Courage in humanitarian crises

Dr. Floyd Olin Smith and his family

Dr. Floyd Olin Smith, who worked as a missionary with his wife, Bessie, arrived in Dyabakir, Turkey, in 1914. After he heard about atrocities committed against Armenians in 1915, he treated hundreds of victims of deportation and torture despite warnings by Turkish authorities to not do so. Almost 30 years later, Dr. Smith again became a medical rescuer, treating fellow inmates in Japanese prisoner of war camps in the Philippines.

In the early 1940s, Dr. Julius de Clercq Zubli defied Nazi orders by tending to the medical needs of segregated Jews in Amsterdam. He distributed forged food rations stamps to Jews in hiding and issued false medical certificates that enabled many Jews in Holland to avoid deportation to extermination camps. Arrested in May 1944, Dr. Zubli survived two concentration camps and restarted his practice in Amsterdam after the war.

Dr. Julius de Clercq Zubli

Health providers perform heroic acts almost daily, but their efforts are even more remarkable when they occur during humanitarian crises. A traveling exhibit produced by the Center for Holocaust and Genocide Education at the University of Northern Iowa (UNI), which debuts at Des Moines University today, highlights some of these health care heroes. “Doctors and Nurses as Rescuers in Humanitarian Crises,” on exhibit in the DMU Library through May 1, describes individuals who worked tirelessly to save others during war, genocide and other atrocities, even when it meant putting their own lives in danger.

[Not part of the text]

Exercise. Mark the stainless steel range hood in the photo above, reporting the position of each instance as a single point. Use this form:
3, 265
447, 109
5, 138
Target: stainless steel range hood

The exhibit is one of three genocide awareness events this month, sponsored by multicultural affairs; the DMU Library; the DMU department of behavioral medicine, medical humanities and bioethics; and UNI. The events are free and open to the public.

On Friday, April 21, the Grinnell College Dance Ensemble/ACTivate will perform “Inventive Connection,” an excerpt from the spring production “Staying with the Trouble,” based on a book by Donna J. Haraway. The dance, which will take place over the noon hour in DMU’s Olsen Center, is a moment for regeneration, an abstract breathing space for the spirit.

Dr. Stephen Gaies

Then on Monday, April 24, Dr. Stephen Gaies, professor and director of UNI’s Center for Holocaust and Genocide Education, will give a talk beginning at noon in the SEC Auditorium titled “Genocide Awareness in a Challenging World.”

Plan to attend these events to help us all become more aware of genocide and its consequences.